Riding The Roller Coaster
As your portfolio value increases so, most likely, will your anxiety over market fluctuations that could quickly erode your net worth. Never before did you lose sleep over a sagging dollar or what the Shanghai stock exchange did overnight. Welcome to a millionaire's world – where stocks and sleep don't necessarily mix well.
Who Can You Trust?
It's not just long-lost friends and family members who are bound to come knocking – it's professionals, as well. You will likely receive a steady flow of email, snail mail and voicemail offers from lawyers, investment advisers and tax attorneys all eager for your money – ahem, I mean "business." If you don't have a strong background in personal finances, investing or taxes you could probably benefit from assembling a team of credible, experienced professionals who can give you some much-needed advice. The question, again, becomes who should you trust?

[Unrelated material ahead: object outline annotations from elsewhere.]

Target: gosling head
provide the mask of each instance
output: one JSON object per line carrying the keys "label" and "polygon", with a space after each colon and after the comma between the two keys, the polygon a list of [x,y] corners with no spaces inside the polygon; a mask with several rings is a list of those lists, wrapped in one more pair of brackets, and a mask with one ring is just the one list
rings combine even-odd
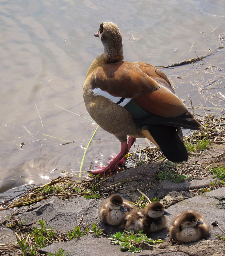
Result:
{"label": "gosling head", "polygon": [[120,210],[125,213],[127,212],[123,206],[122,198],[119,195],[113,195],[110,197],[108,206],[110,210]]}
{"label": "gosling head", "polygon": [[164,206],[158,202],[153,202],[149,204],[146,208],[147,215],[151,218],[156,219],[163,215],[170,215],[165,211]]}
{"label": "gosling head", "polygon": [[[176,222],[177,222],[176,223]],[[192,212],[185,213],[179,219],[175,221],[174,224],[180,226],[182,230],[203,224],[198,220],[196,216]]]}
{"label": "gosling head", "polygon": [[118,27],[112,22],[104,22],[99,26],[95,36],[99,37],[104,46],[103,58],[106,63],[111,63],[123,59],[122,36]]}

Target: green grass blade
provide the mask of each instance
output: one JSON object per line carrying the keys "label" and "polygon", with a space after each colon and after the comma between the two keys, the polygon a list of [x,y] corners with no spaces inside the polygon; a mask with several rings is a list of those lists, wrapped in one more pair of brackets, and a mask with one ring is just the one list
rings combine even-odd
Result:
{"label": "green grass blade", "polygon": [[93,137],[94,137],[94,135],[95,134],[95,133],[96,132],[96,131],[97,130],[97,129],[98,128],[99,128],[99,125],[98,125],[98,126],[97,126],[96,129],[95,129],[95,130],[94,132],[94,133],[93,133],[92,136],[91,136],[91,138],[90,139],[90,140],[89,141],[89,142],[88,143],[88,145],[87,145],[87,147],[85,149],[85,150],[84,151],[84,154],[83,155],[83,157],[82,158],[82,160],[81,161],[81,162],[80,163],[80,172],[79,173],[79,178],[80,178],[80,177],[81,176],[81,170],[82,169],[82,167],[83,167],[83,163],[84,163],[84,158],[85,156],[85,155],[86,154],[86,152],[87,152],[87,150],[88,150],[88,147],[89,146],[89,145],[90,145],[90,143],[91,140],[92,140],[92,139],[93,138]]}

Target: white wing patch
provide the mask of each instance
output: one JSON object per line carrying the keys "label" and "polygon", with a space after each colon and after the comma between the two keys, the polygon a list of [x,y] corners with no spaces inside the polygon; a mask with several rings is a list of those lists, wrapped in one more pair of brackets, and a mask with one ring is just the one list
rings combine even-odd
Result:
{"label": "white wing patch", "polygon": [[99,88],[96,88],[95,89],[93,89],[92,91],[95,95],[101,95],[102,96],[104,97],[105,98],[109,99],[111,101],[112,101],[116,103],[120,102],[120,103],[118,103],[118,105],[122,107],[124,107],[125,105],[126,105],[131,100],[131,99],[129,98],[124,99],[124,98],[122,98],[120,97],[113,96],[107,92],[102,91]]}

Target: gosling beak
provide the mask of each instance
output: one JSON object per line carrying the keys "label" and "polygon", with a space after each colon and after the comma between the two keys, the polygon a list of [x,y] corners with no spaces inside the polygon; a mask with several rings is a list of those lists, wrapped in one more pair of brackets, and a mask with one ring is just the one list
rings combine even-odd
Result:
{"label": "gosling beak", "polygon": [[203,222],[202,222],[201,221],[200,221],[199,220],[197,221],[196,225],[201,225],[201,224],[203,224]]}
{"label": "gosling beak", "polygon": [[126,213],[127,211],[127,210],[124,208],[124,206],[123,205],[120,207],[120,210],[122,212],[124,212],[125,213]]}

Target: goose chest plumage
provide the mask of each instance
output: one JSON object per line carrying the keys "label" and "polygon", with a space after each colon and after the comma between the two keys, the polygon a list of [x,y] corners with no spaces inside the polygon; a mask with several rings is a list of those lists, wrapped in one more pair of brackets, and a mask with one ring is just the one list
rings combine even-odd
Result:
{"label": "goose chest plumage", "polygon": [[191,243],[207,236],[210,228],[200,213],[189,210],[182,212],[174,217],[169,233],[171,239],[178,243]]}
{"label": "goose chest plumage", "polygon": [[136,138],[148,138],[172,162],[186,161],[181,127],[199,129],[200,126],[167,76],[150,64],[123,60],[122,36],[114,23],[102,23],[94,35],[101,39],[104,53],[88,71],[84,102],[94,120],[120,141],[121,149],[108,165],[91,172],[118,170]]}
{"label": "goose chest plumage", "polygon": [[134,205],[119,195],[110,196],[102,204],[99,217],[104,223],[112,226],[121,224],[126,213],[135,210]]}
{"label": "goose chest plumage", "polygon": [[167,226],[166,215],[170,213],[165,211],[164,206],[159,202],[153,202],[144,209],[127,214],[124,221],[125,229],[136,233],[142,230],[145,234],[158,231]]}

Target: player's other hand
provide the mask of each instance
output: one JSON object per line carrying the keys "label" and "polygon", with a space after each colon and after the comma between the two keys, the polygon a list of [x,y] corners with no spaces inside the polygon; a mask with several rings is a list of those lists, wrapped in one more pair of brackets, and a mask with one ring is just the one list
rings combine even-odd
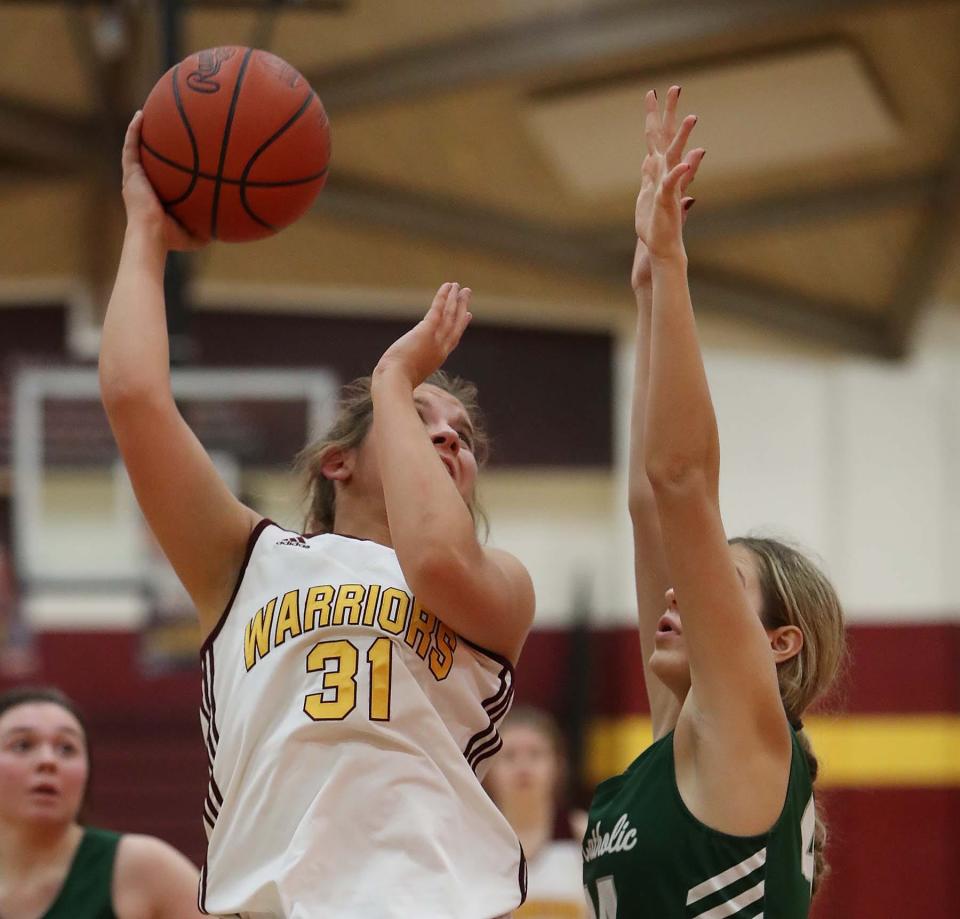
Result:
{"label": "player's other hand", "polygon": [[158,228],[167,249],[199,249],[202,240],[191,236],[164,209],[140,163],[140,128],[143,112],[133,116],[123,139],[123,204],[127,209],[127,226]]}
{"label": "player's other hand", "polygon": [[638,240],[631,276],[634,288],[649,281],[651,256],[668,257],[683,249],[680,229],[693,204],[686,191],[705,151],[684,153],[697,119],[688,115],[677,123],[679,98],[680,87],[671,86],[662,116],[655,92],[647,93],[645,100],[647,155],[634,215]]}
{"label": "player's other hand", "polygon": [[473,318],[471,295],[469,287],[456,282],[441,285],[427,314],[387,348],[374,374],[396,372],[416,387],[439,370]]}

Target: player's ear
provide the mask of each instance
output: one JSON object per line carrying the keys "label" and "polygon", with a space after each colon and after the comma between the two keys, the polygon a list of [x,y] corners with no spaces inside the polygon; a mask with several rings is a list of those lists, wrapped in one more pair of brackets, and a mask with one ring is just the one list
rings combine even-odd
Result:
{"label": "player's ear", "polygon": [[350,476],[353,475],[356,457],[355,450],[333,447],[324,456],[323,462],[320,464],[320,472],[325,479],[330,479],[332,482],[349,481]]}

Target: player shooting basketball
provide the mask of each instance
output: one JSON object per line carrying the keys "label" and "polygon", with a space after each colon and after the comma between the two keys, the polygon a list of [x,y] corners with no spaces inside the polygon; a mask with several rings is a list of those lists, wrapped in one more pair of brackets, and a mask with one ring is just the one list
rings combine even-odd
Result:
{"label": "player shooting basketball", "polygon": [[308,528],[234,497],[170,389],[163,268],[190,245],[123,151],[127,231],[103,403],[197,608],[210,758],[200,904],[217,915],[491,919],[523,896],[480,785],[533,617],[526,569],[474,523],[473,391],[436,371],[470,320],[444,284],[306,453]]}

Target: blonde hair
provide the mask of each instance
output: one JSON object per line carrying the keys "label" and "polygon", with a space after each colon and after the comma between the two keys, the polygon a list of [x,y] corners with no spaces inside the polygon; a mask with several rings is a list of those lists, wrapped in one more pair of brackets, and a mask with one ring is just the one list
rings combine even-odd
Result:
{"label": "blonde hair", "polygon": [[[776,629],[792,625],[803,633],[803,647],[777,665],[777,679],[784,711],[797,729],[797,740],[806,754],[810,779],[816,781],[819,763],[800,719],[829,689],[846,660],[840,599],[826,575],[798,549],[777,539],[761,537],[731,539],[730,544],[744,546],[759,561],[764,626]],[[829,872],[824,857],[826,842],[827,827],[817,808],[814,892]]]}
{"label": "blonde hair", "polygon": [[[489,441],[480,414],[477,387],[460,377],[450,376],[442,370],[430,374],[424,382],[449,393],[463,405],[473,427],[473,455],[476,457],[477,465],[483,466],[489,453]],[[360,377],[347,383],[341,390],[337,417],[330,429],[298,454],[296,466],[306,478],[305,532],[333,532],[337,512],[337,494],[333,482],[323,474],[323,464],[334,450],[351,450],[359,447],[370,431],[372,421],[373,398],[370,394],[370,377]],[[476,497],[468,507],[474,523],[479,521],[486,530],[486,516]]]}

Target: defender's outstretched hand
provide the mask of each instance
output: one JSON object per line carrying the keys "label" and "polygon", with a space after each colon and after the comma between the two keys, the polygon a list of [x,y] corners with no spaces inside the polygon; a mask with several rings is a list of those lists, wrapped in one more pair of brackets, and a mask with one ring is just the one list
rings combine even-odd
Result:
{"label": "defender's outstretched hand", "polygon": [[[677,124],[679,97],[680,87],[671,86],[662,117],[653,90],[647,93],[645,100],[647,155],[643,161],[642,183],[634,215],[638,238],[632,274],[634,288],[649,280],[651,256],[664,257],[682,252],[679,231],[693,204],[693,198],[685,197],[685,193],[706,152],[698,147],[684,154],[697,118],[688,115]],[[668,190],[670,200],[659,197]]]}
{"label": "defender's outstretched hand", "polygon": [[387,348],[374,373],[396,370],[416,387],[439,370],[473,318],[472,293],[455,281],[441,285],[426,316]]}
{"label": "defender's outstretched hand", "polygon": [[123,139],[123,203],[127,209],[127,225],[159,227],[167,249],[199,249],[204,243],[191,236],[164,209],[140,163],[140,128],[143,112],[133,116]]}

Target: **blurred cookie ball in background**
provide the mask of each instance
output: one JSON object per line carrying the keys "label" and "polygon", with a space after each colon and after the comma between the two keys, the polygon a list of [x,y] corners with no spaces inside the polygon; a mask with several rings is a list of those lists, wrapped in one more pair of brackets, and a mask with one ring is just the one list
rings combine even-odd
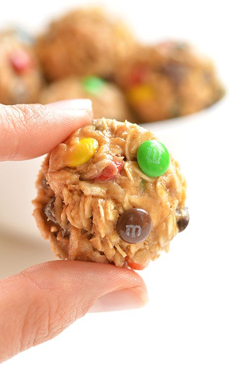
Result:
{"label": "blurred cookie ball in background", "polygon": [[224,95],[211,61],[172,41],[137,49],[119,66],[116,80],[140,122],[193,113]]}
{"label": "blurred cookie ball in background", "polygon": [[108,79],[135,46],[124,23],[90,8],[72,11],[52,23],[38,39],[36,51],[48,80],[88,74]]}
{"label": "blurred cookie ball in background", "polygon": [[130,118],[123,93],[115,84],[96,76],[69,77],[55,81],[41,91],[39,101],[44,104],[77,98],[91,100],[95,118],[124,121]]}
{"label": "blurred cookie ball in background", "polygon": [[36,103],[42,78],[32,45],[21,30],[0,33],[0,103]]}

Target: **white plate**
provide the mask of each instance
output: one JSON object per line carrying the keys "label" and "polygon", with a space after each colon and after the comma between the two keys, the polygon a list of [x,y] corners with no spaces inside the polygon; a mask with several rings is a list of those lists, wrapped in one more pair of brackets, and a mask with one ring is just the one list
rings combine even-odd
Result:
{"label": "white plate", "polygon": [[[225,102],[223,99],[210,108],[194,115],[143,126],[155,133],[186,173],[191,167],[187,159],[195,140],[208,131],[212,118],[213,121],[217,112],[224,109]],[[35,180],[42,158],[0,163],[0,233],[1,230],[11,235],[40,239],[32,216],[31,201],[36,195]]]}

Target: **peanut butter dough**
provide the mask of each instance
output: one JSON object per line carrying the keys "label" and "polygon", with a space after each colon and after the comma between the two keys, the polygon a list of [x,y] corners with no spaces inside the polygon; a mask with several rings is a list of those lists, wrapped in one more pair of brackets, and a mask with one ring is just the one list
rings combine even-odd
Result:
{"label": "peanut butter dough", "polygon": [[[141,171],[137,149],[155,139],[127,121],[94,120],[47,155],[37,182],[34,215],[57,257],[142,269],[168,251],[179,229],[188,224],[186,182],[171,157],[163,175],[151,178]],[[88,146],[82,149],[82,143]],[[130,212],[135,219],[127,219]],[[127,240],[137,243],[122,239],[123,223]]]}

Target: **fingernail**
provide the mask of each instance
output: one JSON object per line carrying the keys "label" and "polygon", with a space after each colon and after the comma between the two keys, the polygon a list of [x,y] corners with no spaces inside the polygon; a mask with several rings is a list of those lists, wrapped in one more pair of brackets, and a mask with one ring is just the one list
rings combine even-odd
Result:
{"label": "fingernail", "polygon": [[52,109],[59,109],[61,111],[67,110],[88,110],[92,109],[92,102],[90,99],[66,99],[59,100],[45,104],[46,107],[50,107]]}
{"label": "fingernail", "polygon": [[[137,291],[138,290],[137,290]],[[148,301],[147,294],[133,289],[124,289],[110,292],[98,299],[89,312],[112,312],[141,308]]]}

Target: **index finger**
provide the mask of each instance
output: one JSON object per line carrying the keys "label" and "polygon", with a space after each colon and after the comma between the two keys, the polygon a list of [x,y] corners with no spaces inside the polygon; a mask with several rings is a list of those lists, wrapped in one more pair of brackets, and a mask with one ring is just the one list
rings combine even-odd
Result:
{"label": "index finger", "polygon": [[0,104],[0,160],[27,160],[46,153],[92,118],[89,99],[45,105]]}

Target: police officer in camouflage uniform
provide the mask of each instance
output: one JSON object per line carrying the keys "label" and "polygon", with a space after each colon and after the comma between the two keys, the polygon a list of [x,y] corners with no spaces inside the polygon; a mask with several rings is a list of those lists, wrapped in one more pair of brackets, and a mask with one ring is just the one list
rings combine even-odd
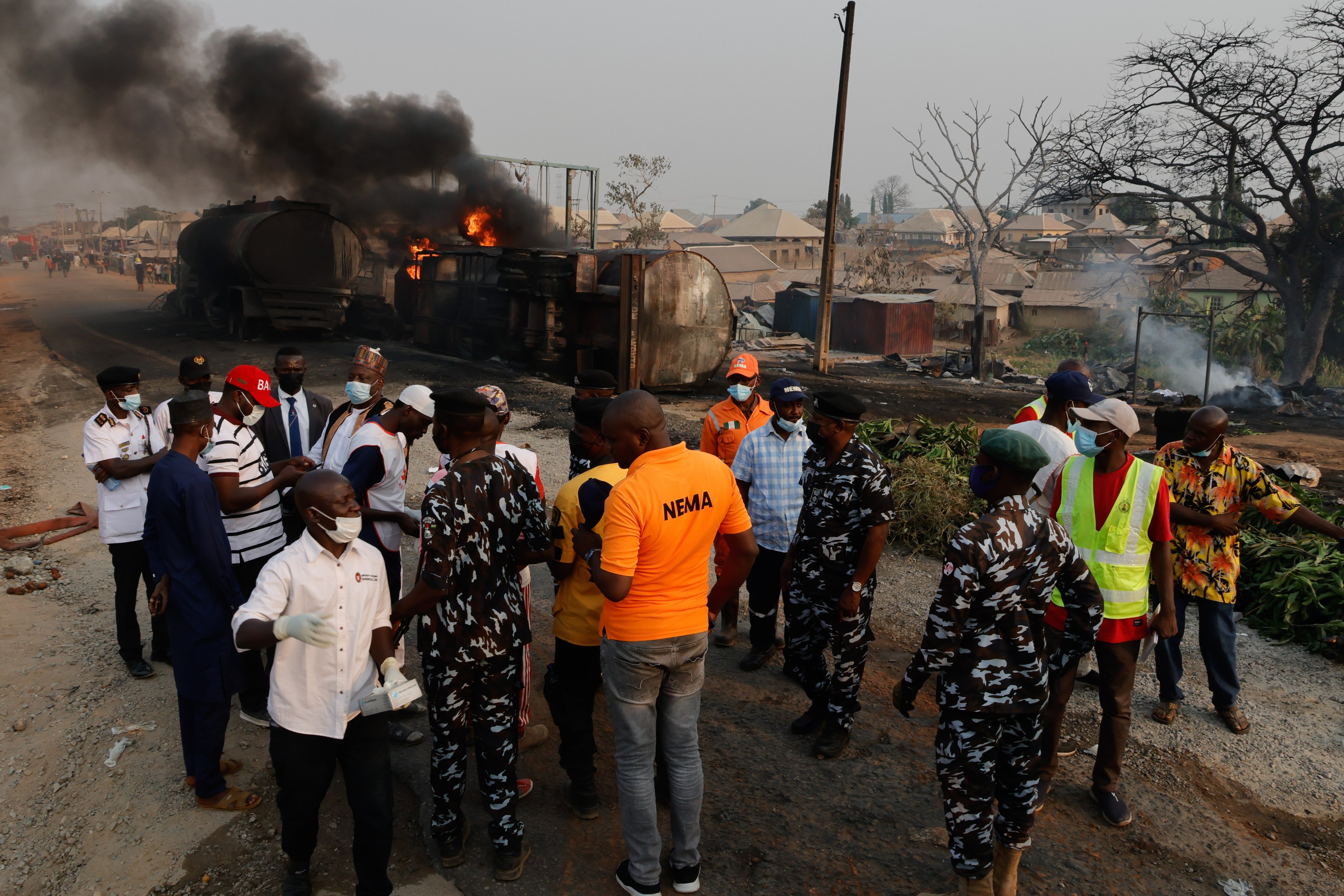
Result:
{"label": "police officer in camouflage uniform", "polygon": [[[1101,591],[1082,553],[1025,500],[1048,462],[1021,433],[984,433],[970,488],[989,510],[948,545],[923,643],[891,695],[909,717],[919,688],[938,676],[938,780],[957,892],[969,896],[1017,892],[1047,684],[1091,649],[1101,627]],[[1055,588],[1067,615],[1058,650],[1047,653],[1046,604]]]}
{"label": "police officer in camouflage uniform", "polygon": [[891,472],[853,434],[866,410],[848,392],[813,396],[812,446],[802,457],[805,510],[780,568],[785,618],[794,621],[786,629],[788,652],[812,700],[792,729],[821,729],[812,747],[818,759],[839,756],[849,742],[872,641],[875,571],[892,519]]}

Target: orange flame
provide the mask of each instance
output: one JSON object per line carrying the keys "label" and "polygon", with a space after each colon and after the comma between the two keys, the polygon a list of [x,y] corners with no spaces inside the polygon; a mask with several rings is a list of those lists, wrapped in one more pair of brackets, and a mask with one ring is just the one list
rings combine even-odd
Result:
{"label": "orange flame", "polygon": [[499,243],[499,236],[495,235],[495,224],[491,220],[488,208],[473,210],[466,216],[464,228],[466,230],[466,238],[478,246],[495,246]]}
{"label": "orange flame", "polygon": [[438,246],[431,243],[427,238],[407,240],[406,251],[411,254],[411,259],[406,265],[406,273],[410,274],[411,279],[419,279],[421,257],[427,255],[435,249],[438,249]]}

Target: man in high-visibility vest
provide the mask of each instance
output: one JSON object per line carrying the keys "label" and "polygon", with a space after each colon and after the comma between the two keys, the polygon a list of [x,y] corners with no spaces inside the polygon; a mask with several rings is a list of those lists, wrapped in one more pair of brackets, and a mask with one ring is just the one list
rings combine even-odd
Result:
{"label": "man in high-visibility vest", "polygon": [[[1066,357],[1064,360],[1059,361],[1059,367],[1055,368],[1055,372],[1060,373],[1063,371],[1078,371],[1087,379],[1091,379],[1091,371],[1087,369],[1087,364],[1085,361],[1078,360],[1077,357]],[[1012,418],[1012,422],[1027,423],[1028,420],[1042,419],[1043,416],[1046,416],[1046,402],[1048,399],[1050,399],[1050,390],[1047,388],[1046,394],[1038,398],[1035,402],[1019,407],[1017,414],[1013,415]]]}
{"label": "man in high-visibility vest", "polygon": [[[1091,798],[1102,817],[1117,827],[1132,821],[1120,795],[1120,768],[1129,742],[1130,695],[1138,649],[1149,625],[1159,637],[1176,634],[1172,592],[1171,494],[1160,467],[1140,461],[1126,446],[1138,433],[1134,408],[1117,398],[1075,407],[1074,445],[1078,457],[1064,461],[1054,484],[1051,516],[1074,540],[1105,598],[1105,618],[1097,634],[1101,673],[1101,731],[1093,766]],[[1148,580],[1157,584],[1161,609],[1148,621]],[[1063,637],[1064,607],[1058,592],[1046,609],[1046,643]],[[1042,713],[1040,785],[1038,805],[1050,793],[1059,767],[1059,728],[1074,690],[1077,661],[1051,678]]]}

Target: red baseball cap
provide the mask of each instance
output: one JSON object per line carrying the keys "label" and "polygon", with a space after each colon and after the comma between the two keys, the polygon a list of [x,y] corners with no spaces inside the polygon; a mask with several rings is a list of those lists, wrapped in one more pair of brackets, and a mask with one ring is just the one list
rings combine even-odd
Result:
{"label": "red baseball cap", "polygon": [[228,371],[224,382],[251,395],[262,407],[280,407],[280,399],[270,394],[270,373],[253,364],[239,364]]}

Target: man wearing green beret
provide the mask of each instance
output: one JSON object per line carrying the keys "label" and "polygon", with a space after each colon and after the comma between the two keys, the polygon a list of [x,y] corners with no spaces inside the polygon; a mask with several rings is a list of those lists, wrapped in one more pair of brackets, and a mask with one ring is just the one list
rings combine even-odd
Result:
{"label": "man wearing green beret", "polygon": [[[938,676],[934,748],[961,895],[1017,892],[1048,682],[1077,668],[1101,626],[1102,595],[1086,560],[1063,527],[1028,504],[1032,478],[1048,462],[1021,433],[981,437],[970,489],[989,510],[948,545],[923,643],[891,695],[909,717],[919,688]],[[1046,607],[1055,590],[1064,630],[1047,649]]]}

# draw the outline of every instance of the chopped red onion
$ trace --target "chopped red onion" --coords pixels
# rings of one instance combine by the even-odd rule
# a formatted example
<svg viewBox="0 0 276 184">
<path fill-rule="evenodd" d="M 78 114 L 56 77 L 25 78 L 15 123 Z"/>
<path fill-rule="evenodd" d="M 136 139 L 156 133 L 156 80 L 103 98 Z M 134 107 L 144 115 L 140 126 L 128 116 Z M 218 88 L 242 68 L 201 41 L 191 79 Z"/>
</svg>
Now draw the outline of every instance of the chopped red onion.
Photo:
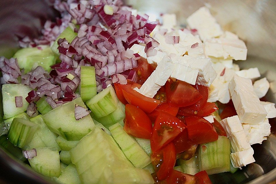
<svg viewBox="0 0 276 184">
<path fill-rule="evenodd" d="M 75 105 L 75 118 L 76 120 L 78 120 L 85 117 L 90 114 L 91 111 L 81 106 Z"/>
</svg>

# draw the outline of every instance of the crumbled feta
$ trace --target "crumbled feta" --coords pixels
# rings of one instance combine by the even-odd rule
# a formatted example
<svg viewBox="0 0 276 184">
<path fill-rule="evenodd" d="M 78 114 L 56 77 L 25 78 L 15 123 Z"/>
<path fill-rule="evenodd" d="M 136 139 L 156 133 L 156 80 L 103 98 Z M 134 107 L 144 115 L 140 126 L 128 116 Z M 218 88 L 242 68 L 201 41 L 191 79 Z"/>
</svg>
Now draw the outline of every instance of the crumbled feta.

As a millionaire, you are now a target for an unwelcome group of people: criminals. A bigger house in a nicer community could attract burglars. A more expensive car could attract the attention of car thieves. A fatter investment portfolio invites potential perpetrators of fraud and other crimes against people with a high net worth. Suddenly, Saturdays are spent checking out home and car alarm systems and your investment advisor's professional background to make sure your wealth and possessions are safe.
The Bottom Line
If you've been squirreling away savings in the hopes that one day you can move out of your middle-class enclave and into that gated community one zip code over, remember that the grass isn't always greener - it may just be more expensive. And it will probably take more time to mow.